In July, al-Shabab orchestrated bombings in the Ugandan capital of Kampala, killing more than 70 World Cup fans. It was the militia's first international attack.
Mohammed moved to Villa Somalia, a compound of buildings that includes the home of Somali President Sharif Ahmed, a moderate Islamist who once led the Islamic Courts. Government security officials placed Mohammed there, in part to protect him, and in part to make sure he's not a spy or a double agent.
Two camouflage uniforms hung on a clothesline in his room. In one corner were his life possessions: a small radio, a bar of soap, a bottle of body lotion and a green bag stuffed with clothes.
He has no plans to settle down. "I am a warrior. I do not need a wife," he said.
In another corner, a stack of Somali news clippings, downloaded from the Internet, were scattered. They were about al-Shabab's brutality; the most recent was dated Aug. 16, 2010. It was about a man whose tongue had been cut off for speaking out against the militia. "Any bad thing they do, I collect it," Mohammed said. "I am their enemy now."
His ideology, though, has not changed. Mohammed said, "You can't be Muslim without accepting sharia." He approved of al-Shabab's ban on soccer, arguing that youth would join the militia as an alternative and help liberate their country. He said he believed that women should cover their face and that limbs of convicted thieves must be hacked off.
"My religion does not allow music. It is forbidden for Muslims," Mohammed said. He added that "our religion forbids" racy Bollywood films, too. And women should not wear bras.
"Bras are like creams to whiten skin. They are a trick. You should be normal," he said. "That's what it says in our religion."
Mohammed refuses to believe allegations of Ayro's brutality. Instead, he said, Ayro was "merciful" and those who led al-Shabab after his death "are merciless and more radical than he was."
He said he no longer considers America "a legitimate target." But when asked by this journalist, an American, what he would have done if he had met him a few months ago, Mohammed replied without hesitation: "I would have slaughtered you.

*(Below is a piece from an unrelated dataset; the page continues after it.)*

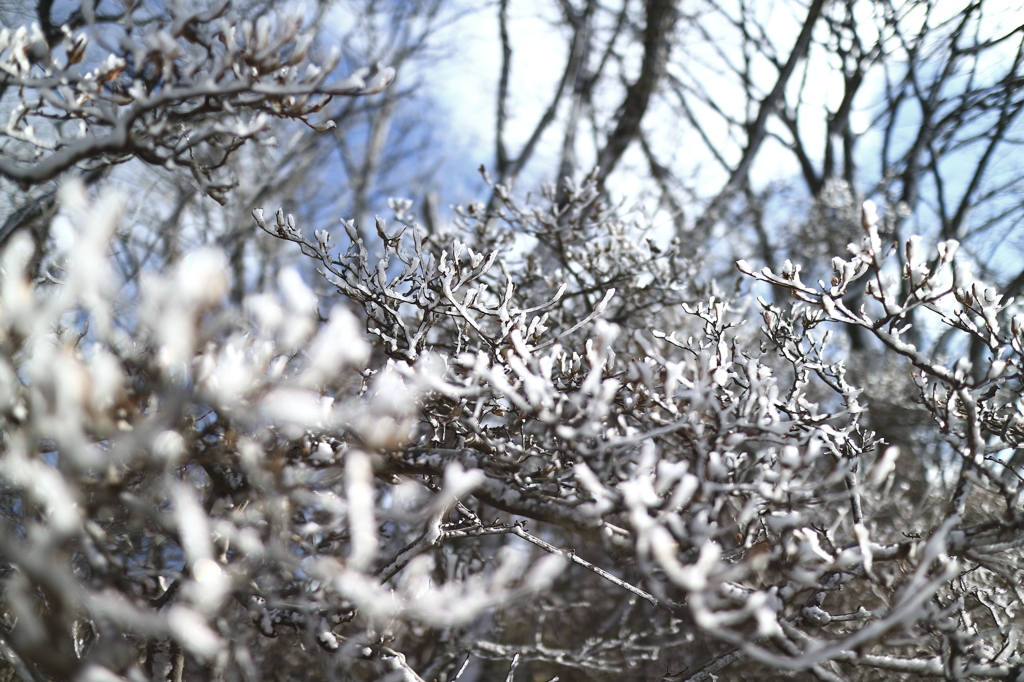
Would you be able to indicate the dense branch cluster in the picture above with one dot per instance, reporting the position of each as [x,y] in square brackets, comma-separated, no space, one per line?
[184,90]
[546,438]
[184,478]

And they would have promoted me."
Few trust Mohammed. A few days earlier, a mortar landed in the compound, near his building, killing four African Union peacekeepers. Shortly after he allowed this journalist to visit his room, Ugandan peacekeepers threw Mohammed in prison for breach of security. Somali security officials secured his release, but Muhammed was summoned that night for interrogation. He was later asked to leave the government compound.
On a recent day, Mohammed passed through a desolate patch of Mogadishu. He walked fast. His eyes darted left, right. Then he glanced behind his back. He knew al-Shabab spies worked in government-controlled areas.
Since his defection, his former comrades have delivered death threats. He has no salary. His life hinges on his only skill.
"I am ready to fight," he declared. "I am ready for anything."